The unprecedented policies of the New Deal—Social Security, unemployment insurance, job creation, minimum wage, subsidized housing—were not simply the result of FDR’s progressivism. The Roosevelt Administration, coming into office, faced a nation in turmoil. The last year of the Hoover Administration had experienced the rebellion of the Bonus Army—thousands of veterans of the First World War descending on Washington to demand help from Congress as their families were going hungry. There were disturbances of the unemployed in Detroit, Chicago, Boston, New York, Seattle.
In 1934, early in the Roosevelt Presidency, strikes broke out all over the country, including a general strike in Minneapolis, a general strike in San Francisco, hundreds of thousands on strike in the textile mills of the South. Unemployed councils formed all over the country. Desperate people were taking action on their own, defying the police to put back the furniture of evicted tenants, and creating self-help organizations with hundreds of thousands of members.
Without a national crisis—economic destitution and rebellion—it is not likely the Roosevelt Administration would have instituted the bold reforms that it did.
. . . .
So we need to free ourselves from the election madness engulfing the entire society, including the left.

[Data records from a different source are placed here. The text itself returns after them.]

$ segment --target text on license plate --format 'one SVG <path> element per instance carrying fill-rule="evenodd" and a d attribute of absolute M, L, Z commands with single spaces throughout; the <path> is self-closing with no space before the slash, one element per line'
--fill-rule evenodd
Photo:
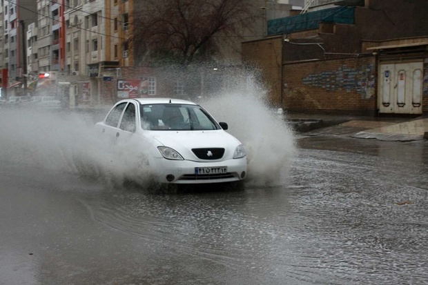
<path fill-rule="evenodd" d="M 195 167 L 195 174 L 224 174 L 227 173 L 227 166 Z"/>

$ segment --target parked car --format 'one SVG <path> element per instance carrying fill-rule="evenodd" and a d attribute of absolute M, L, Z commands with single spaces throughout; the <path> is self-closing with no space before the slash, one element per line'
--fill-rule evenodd
<path fill-rule="evenodd" d="M 8 99 L 6 103 L 5 104 L 6 107 L 12 108 L 16 107 L 19 104 L 19 96 L 11 96 Z"/>
<path fill-rule="evenodd" d="M 200 105 L 164 98 L 121 100 L 95 124 L 101 137 L 144 152 L 155 181 L 175 184 L 245 179 L 245 148 L 227 129 Z"/>
<path fill-rule="evenodd" d="M 61 101 L 58 100 L 55 96 L 43 96 L 37 104 L 43 109 L 61 108 Z"/>

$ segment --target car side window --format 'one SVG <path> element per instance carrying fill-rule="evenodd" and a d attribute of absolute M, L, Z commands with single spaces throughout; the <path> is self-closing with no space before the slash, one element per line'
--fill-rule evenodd
<path fill-rule="evenodd" d="M 106 124 L 117 128 L 119 124 L 120 115 L 122 114 L 126 106 L 126 102 L 124 102 L 115 107 L 115 108 L 112 110 L 111 112 L 110 112 L 110 114 L 107 116 L 107 118 L 106 119 Z"/>
<path fill-rule="evenodd" d="M 124 130 L 134 132 L 137 128 L 135 124 L 135 105 L 130 103 L 125 110 L 124 117 L 120 122 L 120 128 Z"/>

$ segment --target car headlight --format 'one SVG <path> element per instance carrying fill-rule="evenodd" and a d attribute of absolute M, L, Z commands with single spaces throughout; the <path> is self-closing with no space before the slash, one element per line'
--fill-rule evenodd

Yes, two minutes. Before that, and after that, we should be taking direct action against the obstacles to life, liberty, and the pursuit of happiness.
A simple step would be to de-escalate the rhetoric and stop the insane infighting.
We expect this from the two candidates. They are competing for power in a zero-sum game. One will win, one will lose everything. They will do whatever it takes to win.
But, we don't have to pretend that THEIR stakes are OUR stakes. We don't have to play their game and risk defeat for the sake of our emotional investment in the "election madness."